De gemeenteraad heeft donderdag 2 oktober 2025 na een debat besloten over het langverwachte voorstel van B&W over een nieuw erfgoedbeleid. Er zal een erfgoedloket komen, waar je informatie kunt krijgen wat er over dit onderwerp in Bergen is geregeld. De gemeente wil in kaart gaan brengen wat er in alle dorpskernen aan erfgoed te vinden is en wellicht bescherming behoeft.

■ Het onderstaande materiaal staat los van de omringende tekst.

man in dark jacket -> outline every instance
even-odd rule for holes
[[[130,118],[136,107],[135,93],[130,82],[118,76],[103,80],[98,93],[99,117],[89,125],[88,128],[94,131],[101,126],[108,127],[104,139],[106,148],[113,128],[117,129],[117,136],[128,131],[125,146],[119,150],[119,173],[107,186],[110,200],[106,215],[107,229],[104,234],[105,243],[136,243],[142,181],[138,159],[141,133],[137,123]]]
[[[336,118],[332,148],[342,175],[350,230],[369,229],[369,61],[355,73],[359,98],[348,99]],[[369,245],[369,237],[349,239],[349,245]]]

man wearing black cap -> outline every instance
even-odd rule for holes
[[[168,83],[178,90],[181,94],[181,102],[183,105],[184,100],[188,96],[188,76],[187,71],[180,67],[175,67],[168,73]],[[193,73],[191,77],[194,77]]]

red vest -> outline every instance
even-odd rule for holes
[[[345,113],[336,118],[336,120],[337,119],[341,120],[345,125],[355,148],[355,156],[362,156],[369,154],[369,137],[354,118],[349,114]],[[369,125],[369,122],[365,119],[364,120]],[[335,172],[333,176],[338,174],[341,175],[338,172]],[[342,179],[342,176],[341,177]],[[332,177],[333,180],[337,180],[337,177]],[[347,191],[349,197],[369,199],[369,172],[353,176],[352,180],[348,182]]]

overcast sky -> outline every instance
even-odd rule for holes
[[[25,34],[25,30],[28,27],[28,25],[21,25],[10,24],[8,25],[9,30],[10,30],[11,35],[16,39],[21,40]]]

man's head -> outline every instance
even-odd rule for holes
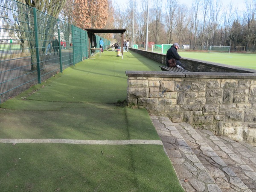
[[[175,47],[176,48],[176,49],[180,49],[180,46],[179,46],[179,44],[177,43],[175,43],[175,44],[173,44],[173,45],[175,46]]]

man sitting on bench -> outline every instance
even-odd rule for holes
[[[180,46],[177,43],[175,43],[166,52],[166,65],[169,66],[168,60],[174,59],[176,61],[176,67],[180,69],[184,69],[185,66],[181,64],[181,63],[180,61],[180,60],[181,59],[181,57],[178,53],[177,49],[180,49]]]

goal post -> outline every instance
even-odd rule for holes
[[[226,53],[230,52],[230,46],[214,46],[211,45],[209,49],[209,52]]]

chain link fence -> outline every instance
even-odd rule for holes
[[[87,59],[89,44],[86,31],[15,0],[0,0],[0,103]]]

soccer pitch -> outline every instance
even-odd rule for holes
[[[249,53],[216,53],[178,51],[182,58],[226,64],[256,70],[256,54]],[[182,60],[181,61],[182,63]]]

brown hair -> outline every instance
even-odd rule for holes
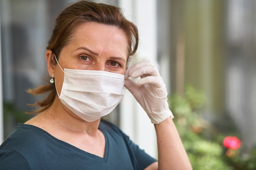
[[[61,50],[72,40],[77,27],[82,23],[90,22],[115,26],[125,33],[128,43],[128,66],[138,47],[137,29],[134,24],[124,17],[121,9],[112,5],[81,1],[68,6],[56,19],[55,27],[46,49],[52,50],[58,60]],[[56,64],[53,54],[52,59],[52,64]],[[40,107],[32,113],[41,112],[48,108],[53,103],[56,95],[54,83],[40,86],[34,89],[29,89],[27,91],[34,95],[49,93],[45,99],[31,105]]]

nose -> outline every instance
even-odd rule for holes
[[[99,71],[106,71],[106,67],[105,63],[101,64],[97,63],[96,63],[91,68],[91,70],[97,70]]]

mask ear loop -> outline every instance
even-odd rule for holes
[[[56,56],[54,54],[54,57],[55,58],[55,60],[56,60],[56,62],[57,62],[57,64],[58,64],[58,66],[60,67],[60,68],[61,68],[61,70],[62,70],[62,71],[63,71],[63,72],[64,73],[65,73],[65,72],[64,71],[64,70],[63,70],[63,69],[62,69],[62,68],[61,68],[61,65],[60,65],[59,64],[58,64],[58,60],[57,60],[57,58],[56,58]]]
[[[58,63],[58,60],[57,60],[57,58],[56,58],[56,56],[55,55],[55,54],[54,54],[54,57],[55,58],[55,60],[56,60],[56,62],[57,62],[57,64],[58,64],[58,66],[60,67],[60,68],[61,68],[61,69],[62,71],[63,71],[63,72],[64,73],[64,74],[66,74],[66,73],[64,71],[64,70],[63,70],[63,69],[62,69],[62,68],[61,68],[61,67],[60,65],[60,64]],[[55,89],[56,89],[56,92],[57,92],[57,94],[58,95],[58,97],[59,98],[60,97],[60,95],[58,94],[58,91],[57,90],[57,87],[56,87],[56,80],[55,80]]]

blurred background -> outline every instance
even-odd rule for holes
[[[45,52],[54,20],[76,1],[0,0],[1,142],[33,116],[26,104],[38,98],[25,91],[49,80]],[[194,169],[256,169],[256,1],[93,1],[120,7],[138,26],[134,62],[157,66]],[[126,93],[108,118],[157,158],[153,126]],[[230,136],[237,147],[223,146]]]

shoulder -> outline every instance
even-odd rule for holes
[[[0,146],[0,150],[11,150],[21,153],[27,152],[30,148],[43,144],[47,139],[45,137],[49,137],[47,133],[37,127],[19,124]]]
[[[23,157],[19,153],[11,150],[0,150],[0,167],[5,170],[30,170],[30,167]]]

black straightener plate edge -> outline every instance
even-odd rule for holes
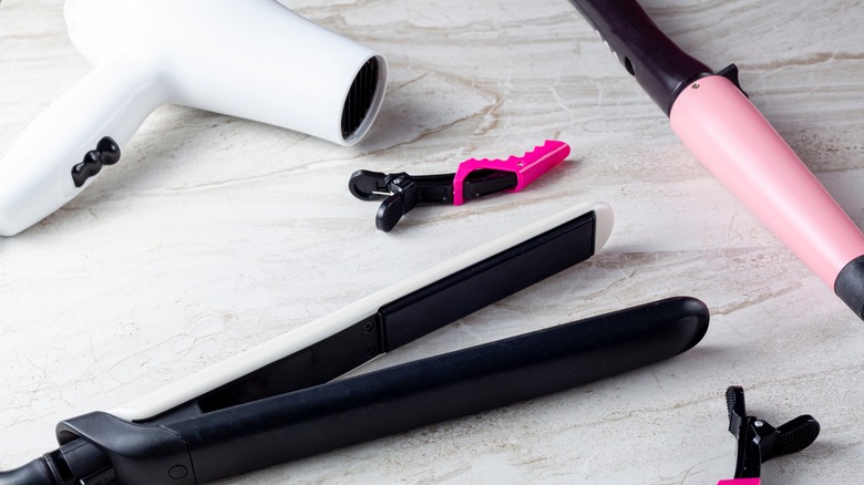
[[[329,382],[592,257],[596,216],[587,213],[384,305],[347,329],[144,420],[166,423]]]

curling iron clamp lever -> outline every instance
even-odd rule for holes
[[[376,214],[376,227],[389,233],[402,216],[421,204],[459,206],[465,200],[502,190],[522,190],[564,162],[569,153],[570,147],[566,143],[548,140],[523,156],[466,159],[459,165],[455,174],[409,175],[404,172],[384,174],[357,171],[348,182],[348,189],[361,200],[385,197]]]
[[[819,422],[810,414],[774,427],[765,420],[748,416],[744,390],[730,385],[726,391],[729,410],[729,432],[738,441],[736,479],[720,481],[718,485],[759,485],[762,464],[775,456],[800,452],[819,436]]]

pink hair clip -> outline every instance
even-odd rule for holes
[[[547,140],[522,156],[507,159],[470,158],[455,174],[409,175],[404,172],[357,171],[348,189],[354,197],[372,200],[384,197],[378,208],[376,227],[389,233],[397,223],[420,204],[462,205],[465,200],[497,192],[518,192],[564,162],[570,147],[564,142]]]

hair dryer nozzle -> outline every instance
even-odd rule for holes
[[[381,106],[382,92],[379,81],[383,82],[384,70],[378,56],[371,58],[360,68],[342,106],[342,138],[360,140]],[[370,116],[371,114],[371,116]]]

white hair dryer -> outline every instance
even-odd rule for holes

Bijna 30 jaar geleden is alleen voor de kern Bergen een lijst gemaakt met karakteristieke gebouwen, mogelijk gemeentelijke monumenten (totaal 317). De gemeente heeft deze lijst naast zich neergelegd. In de kern Bergen zijn maar enkele gemeentelijke monumenten aangewezen. Sindsdien zijn te veel van de gebouwen op de lijst gesloopt en vervangen door moderne nieuwbouw. Het publieke ongenoegen daartegen heeft nu dan geleid tot het voorstel van B&W. Een belangrijk probleem kwam tijdens het debat in de raad ter sprake. Hoe ga je als gemeente om met de eigenaar van een potentieel monument die dwars ligt. Dat zit zo.
In 2006 heeft de gemeente een eerste poging gedaan iets te doen met die lijst door te proberen 60 geselecteerde stolpen de monumentenstatus te geven. 40 eigenaren bleken daar niet van gediend te zijn, van de overige 20 waren 3 stolpen in zo’n slechte staat dat bescherming zinloos zou zijn. Deze ervaring heeft de gemeente terughoudend gemaakt. Bang eigenlijk.
Uit enquetes die de laatste jaren zijn gehouden blijkt een overduidelijke waardering van de historisch gegroeide dorpskernen, van de kleinschaligheid en de monumentaliteit van het erfgoed. Dat alleen al vraagt om een echt beleid, dat wil zeggen ook bescherming.
Het nieuwe beleid, dat 16 oktober door de gemeenteraad is aangenomen, beoogt in eerste instantie die angst te bezweren door ervoor te zorgen dat de gemeente een inventarisatie gaat maken van potentieel erfgoed in alle dorpskernen en die op een digitale kaart onder het nieuwe omgevingsplan te zetten. De gemeente schat dat in de hele gemeente wel 1000 bouwwerken zo waardevol zijn dat ze op die kaart zullen verschijnen. Naast weergave op de kaart zal in tweede instantie de verzamelde kennis ook gedeeld moeten worden met de bewoners van onze dorpen, in hoor en wederhoor.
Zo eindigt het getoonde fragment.